The fiscal results that Argentina has to obtain in the coming years Within the framework of the agreement reached with the International Monetary Fund (IMF) they leave little margin so that the Government of Javier Milei can fulfill one of its main campaign promises: reduce taxes.
If some private consulting data are addedIt is unimaginable that within a more or less short term, the value added tax (VAT) can be reduced, For example, from 21% to 10.5%, without rising another tribute.
In that sense, a study of Institute for Argentine Social Development (IDESA) states that 30% of the consolidated collection between the nation, provinces and municipalities are explained by taxes that raise production coststhat is, distortive, which are the most urgent to reduce if you want to have a cheap exchange rate.
IDESA focuses on the Tax to check and export withholdings, nationally; Gross income, At the provincial level and the industry and trade rate, which is municipal.

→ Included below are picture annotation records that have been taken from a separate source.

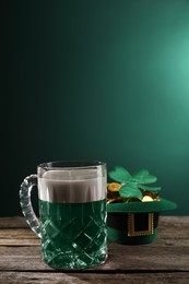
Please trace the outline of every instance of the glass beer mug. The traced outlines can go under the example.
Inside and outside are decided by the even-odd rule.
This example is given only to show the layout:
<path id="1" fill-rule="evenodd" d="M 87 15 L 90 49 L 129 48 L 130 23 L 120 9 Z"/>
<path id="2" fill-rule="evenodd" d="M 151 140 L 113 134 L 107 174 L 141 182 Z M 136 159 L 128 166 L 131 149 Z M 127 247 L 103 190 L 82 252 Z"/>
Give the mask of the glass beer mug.
<path id="1" fill-rule="evenodd" d="M 55 269 L 85 269 L 107 258 L 106 164 L 50 162 L 24 179 L 20 203 L 26 222 L 42 238 L 42 257 Z M 39 220 L 31 203 L 38 188 Z"/>

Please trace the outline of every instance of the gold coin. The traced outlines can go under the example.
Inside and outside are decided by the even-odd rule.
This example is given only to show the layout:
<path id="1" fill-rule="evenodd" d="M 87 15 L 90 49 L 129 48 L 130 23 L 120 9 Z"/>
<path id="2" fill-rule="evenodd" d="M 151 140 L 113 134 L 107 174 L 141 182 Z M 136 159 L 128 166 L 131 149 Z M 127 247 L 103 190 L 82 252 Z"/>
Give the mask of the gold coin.
<path id="1" fill-rule="evenodd" d="M 154 201 L 153 198 L 149 197 L 149 196 L 145 196 L 143 197 L 142 199 L 142 202 L 151 202 L 151 201 Z"/>
<path id="2" fill-rule="evenodd" d="M 120 187 L 121 187 L 121 185 L 118 184 L 118 182 L 107 184 L 107 189 L 108 189 L 108 191 L 110 191 L 110 192 L 119 191 Z"/>

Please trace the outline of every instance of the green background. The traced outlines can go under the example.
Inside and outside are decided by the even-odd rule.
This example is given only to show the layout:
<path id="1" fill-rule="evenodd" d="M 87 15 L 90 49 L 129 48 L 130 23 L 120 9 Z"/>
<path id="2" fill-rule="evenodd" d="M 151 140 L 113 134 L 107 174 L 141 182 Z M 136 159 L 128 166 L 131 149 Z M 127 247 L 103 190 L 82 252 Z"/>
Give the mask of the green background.
<path id="1" fill-rule="evenodd" d="M 70 158 L 147 168 L 189 214 L 189 1 L 4 0 L 1 19 L 0 215 Z"/>

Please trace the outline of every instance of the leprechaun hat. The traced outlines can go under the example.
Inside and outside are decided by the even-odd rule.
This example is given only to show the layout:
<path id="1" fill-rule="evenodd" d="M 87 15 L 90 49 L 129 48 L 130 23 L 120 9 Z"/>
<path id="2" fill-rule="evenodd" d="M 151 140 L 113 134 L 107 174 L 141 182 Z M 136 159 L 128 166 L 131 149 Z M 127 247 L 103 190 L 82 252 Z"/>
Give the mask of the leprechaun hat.
<path id="1" fill-rule="evenodd" d="M 107 186 L 108 239 L 125 245 L 152 242 L 160 213 L 175 209 L 176 203 L 161 198 L 160 187 L 149 187 L 156 177 L 146 169 L 131 176 L 123 167 L 116 167 L 109 177 L 118 182 Z"/>

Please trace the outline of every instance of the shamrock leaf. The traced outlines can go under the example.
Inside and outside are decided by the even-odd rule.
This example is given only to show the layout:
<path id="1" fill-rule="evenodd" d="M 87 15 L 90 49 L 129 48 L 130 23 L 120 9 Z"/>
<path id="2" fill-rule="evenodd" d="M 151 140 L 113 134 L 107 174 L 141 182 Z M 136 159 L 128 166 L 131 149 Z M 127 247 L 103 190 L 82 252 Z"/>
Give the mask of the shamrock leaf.
<path id="1" fill-rule="evenodd" d="M 140 171 L 135 173 L 132 177 L 139 184 L 142 184 L 142 185 L 153 184 L 157 180 L 157 178 L 155 176 L 152 176 L 149 174 L 147 169 L 141 169 Z"/>
<path id="2" fill-rule="evenodd" d="M 109 177 L 118 182 L 126 184 L 128 180 L 132 178 L 129 171 L 120 166 L 115 167 L 115 169 L 110 170 Z"/>
<path id="3" fill-rule="evenodd" d="M 132 187 L 131 185 L 127 186 L 122 186 L 119 190 L 119 193 L 122 198 L 140 198 L 142 199 L 142 192 L 140 191 L 140 189 L 135 187 Z"/>

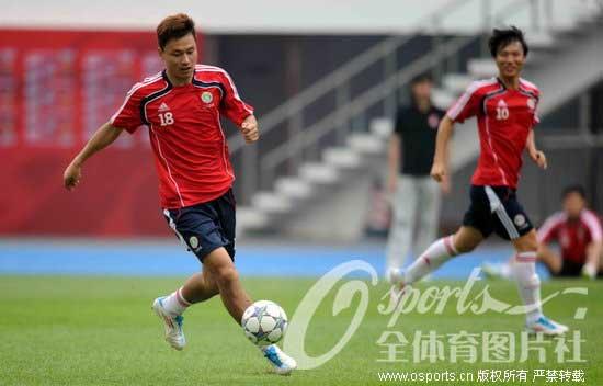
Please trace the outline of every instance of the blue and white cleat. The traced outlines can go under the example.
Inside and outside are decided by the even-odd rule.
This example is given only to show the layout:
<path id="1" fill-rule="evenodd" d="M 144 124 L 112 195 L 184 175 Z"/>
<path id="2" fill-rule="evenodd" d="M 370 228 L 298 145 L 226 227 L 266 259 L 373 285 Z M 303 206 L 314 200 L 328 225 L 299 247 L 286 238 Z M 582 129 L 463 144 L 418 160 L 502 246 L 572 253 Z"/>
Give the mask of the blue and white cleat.
<path id="1" fill-rule="evenodd" d="M 545 336 L 562 336 L 568 332 L 567 326 L 560 325 L 548 319 L 545 316 L 541 316 L 536 321 L 526 326 L 528 333 L 543 333 Z"/>
<path id="2" fill-rule="evenodd" d="M 182 330 L 182 322 L 184 317 L 182 315 L 172 316 L 163 308 L 164 297 L 158 297 L 152 303 L 152 310 L 163 321 L 166 328 L 166 341 L 175 350 L 182 350 L 186 345 L 186 339 L 184 338 L 184 331 Z"/>
<path id="3" fill-rule="evenodd" d="M 280 375 L 289 375 L 297 368 L 297 362 L 289 355 L 285 354 L 276 344 L 260 348 L 264 356 L 274 366 L 274 372 Z"/>

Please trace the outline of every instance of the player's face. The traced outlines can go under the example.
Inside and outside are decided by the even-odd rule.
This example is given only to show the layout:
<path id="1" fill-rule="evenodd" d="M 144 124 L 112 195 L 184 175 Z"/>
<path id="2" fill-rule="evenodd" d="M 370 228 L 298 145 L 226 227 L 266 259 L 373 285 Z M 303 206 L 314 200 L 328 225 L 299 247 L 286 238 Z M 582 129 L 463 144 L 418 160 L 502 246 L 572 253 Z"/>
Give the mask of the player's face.
<path id="1" fill-rule="evenodd" d="M 425 80 L 414 83 L 412 94 L 416 100 L 429 100 L 431 98 L 431 82 Z"/>
<path id="2" fill-rule="evenodd" d="M 501 77 L 519 77 L 525 63 L 522 44 L 520 42 L 511 42 L 500 48 L 497 53 L 496 61 Z"/>
<path id="3" fill-rule="evenodd" d="M 170 39 L 162 50 L 159 49 L 159 55 L 172 78 L 181 82 L 191 81 L 197 63 L 197 46 L 192 34 Z"/>
<path id="4" fill-rule="evenodd" d="M 564 212 L 570 218 L 578 218 L 585 205 L 584 198 L 578 193 L 568 193 L 564 198 Z"/>

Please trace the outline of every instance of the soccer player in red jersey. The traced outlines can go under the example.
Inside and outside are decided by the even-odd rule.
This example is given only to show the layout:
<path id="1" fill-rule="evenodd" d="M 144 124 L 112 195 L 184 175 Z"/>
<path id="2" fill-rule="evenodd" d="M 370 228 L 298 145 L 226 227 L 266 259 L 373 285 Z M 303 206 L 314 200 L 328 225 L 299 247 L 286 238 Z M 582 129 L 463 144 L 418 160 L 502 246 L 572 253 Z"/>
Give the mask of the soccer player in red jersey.
<path id="1" fill-rule="evenodd" d="M 536 164 L 546 169 L 546 157 L 536 148 L 533 127 L 541 98 L 538 88 L 522 79 L 527 44 L 516 27 L 493 30 L 489 48 L 498 77 L 473 82 L 440 123 L 431 175 L 442 182 L 448 173 L 448 141 L 456 122 L 477 116 L 480 155 L 471 179 L 471 204 L 463 226 L 452 236 L 432 243 L 392 282 L 403 295 L 412 284 L 451 258 L 468 253 L 492 232 L 510 240 L 516 251 L 514 276 L 527 306 L 526 328 L 531 332 L 561 334 L 568 328 L 546 318 L 541 308 L 541 281 L 535 270 L 538 240 L 525 211 L 516 197 L 522 155 L 527 151 Z"/>
<path id="2" fill-rule="evenodd" d="M 601 272 L 603 231 L 599 216 L 587 208 L 587 194 L 580 185 L 564 191 L 564 209 L 538 229 L 538 260 L 544 262 L 554 276 L 589 279 Z M 547 245 L 557 241 L 561 249 L 558 256 Z"/>
<path id="3" fill-rule="evenodd" d="M 538 229 L 537 260 L 553 276 L 582 275 L 594 279 L 603 273 L 603 230 L 596 213 L 587 208 L 587 194 L 580 185 L 564 190 L 562 211 L 549 216 Z M 556 242 L 560 254 L 548 247 Z M 511 279 L 513 261 L 502 265 L 485 264 L 489 276 Z"/>
<path id="4" fill-rule="evenodd" d="M 219 294 L 240 323 L 251 305 L 234 264 L 235 175 L 220 116 L 239 126 L 248 144 L 260 135 L 253 109 L 241 100 L 230 76 L 221 68 L 197 65 L 191 18 L 166 18 L 157 27 L 157 38 L 166 69 L 129 90 L 117 112 L 67 167 L 64 182 L 72 190 L 88 158 L 123 130 L 134 133 L 141 125 L 148 126 L 163 215 L 181 242 L 203 263 L 202 272 L 152 304 L 164 325 L 166 340 L 182 350 L 186 343 L 182 314 L 189 306 Z M 296 367 L 275 344 L 260 349 L 277 373 L 288 374 Z"/>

“The Tax Check raised 1.6% of GDP and export rights 1% of GDP. At the provincial level, the tax on Gross income raised 4.2% of GDP and the 0.4%stamps tax. At the municipal level, the industry and commerce rate raised 0.8% of GDP, ”says the study.
“These data show that the main taxes Distortives generate income from the equivalent of 8% of GDP ”, IDESA holds. The report indicates that “this implies almost 30% of the total resources available to the national, provincial and municipal public sector ”.

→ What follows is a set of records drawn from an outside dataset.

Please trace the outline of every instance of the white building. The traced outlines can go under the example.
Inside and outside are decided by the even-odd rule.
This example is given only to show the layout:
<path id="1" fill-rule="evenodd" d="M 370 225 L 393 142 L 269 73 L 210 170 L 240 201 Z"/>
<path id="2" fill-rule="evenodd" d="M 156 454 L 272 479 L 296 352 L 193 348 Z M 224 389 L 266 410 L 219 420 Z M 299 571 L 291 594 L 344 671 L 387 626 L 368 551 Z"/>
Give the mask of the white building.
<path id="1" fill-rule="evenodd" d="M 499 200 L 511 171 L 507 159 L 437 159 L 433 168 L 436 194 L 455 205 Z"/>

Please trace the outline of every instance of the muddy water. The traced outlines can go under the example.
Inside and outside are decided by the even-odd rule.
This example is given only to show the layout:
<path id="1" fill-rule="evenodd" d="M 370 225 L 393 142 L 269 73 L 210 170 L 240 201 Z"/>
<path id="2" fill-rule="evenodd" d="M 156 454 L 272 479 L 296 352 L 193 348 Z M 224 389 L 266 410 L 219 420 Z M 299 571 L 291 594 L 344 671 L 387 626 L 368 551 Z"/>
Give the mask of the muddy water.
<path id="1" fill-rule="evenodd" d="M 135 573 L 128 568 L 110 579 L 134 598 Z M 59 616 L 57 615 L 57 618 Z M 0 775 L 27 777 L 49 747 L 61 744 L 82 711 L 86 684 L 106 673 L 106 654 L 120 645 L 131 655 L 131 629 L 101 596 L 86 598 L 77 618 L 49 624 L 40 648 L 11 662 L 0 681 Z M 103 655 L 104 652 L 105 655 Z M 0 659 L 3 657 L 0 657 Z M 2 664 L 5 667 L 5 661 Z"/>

“It is confirmed that There are no possibilities to eliminate or reduce these distortive taxes without falling back into fiscal deficit ”, Consider the study.
The report considers that VAT is a neutral tax that does not affect the final price and therefore recommends replacing the distortive taxes. Above all, what It is called “Super VAT”which could encompass most provincial taxes.
Cheap and low tax exchange rate
The Tax reduction is in the axis of government discourse, but in turn it is contradictory with the objective of reducing the exchange rate to levels below $ 1,000, Once the fixed change scheme with 1%devaluation is abandoned.
“From the point of view of national production at this level of exchange rate, competitiveness problems intensify. That is, the difficulties they face to export and compete with imported products persist, ”says Idesa’s report.
The study considers that “This conflict of objectives leads to a public policy conflict. ” “On the one hand, business entities ask to lower tax pressure to improve competitiveness. On the other, the government states that the space to lower taxes without compromising fiscal balance is very limited,” says the study.
What says the agreement with the IMF on taxes
The Vector consultant It draws a comparison between the agreement reached by Minister Luis Caputo, and his predecessor Martín Guzmán in 2022 in relation to the issue of the tax system.
“In the fiscal section the agreement reached with the IMF deepens the current government orientation in that matter. Thus, it goes from projecting by 2025 A primary surplus of 1.3% of GDP at 2.2% in 2026 and 2.5% for Triennium 2027-2029 ”, The consultant says.
Vector adds what is “An ambitious and demanding goal considering that the 2022 agreement sought that the primary deficit pass -3% of the GDP at -2.5% in 2022, -1.9% in 2023 and -0.9% in 2024 ”.
“Regarding the reforms required to underpin the demanding intended results, in income matters No substantial differences are observed with respect to the agreement reached in 2022, where the need to create a tax system with greater efficiency and progressivity and lower levels of distortion is indicated, ”says the consultant.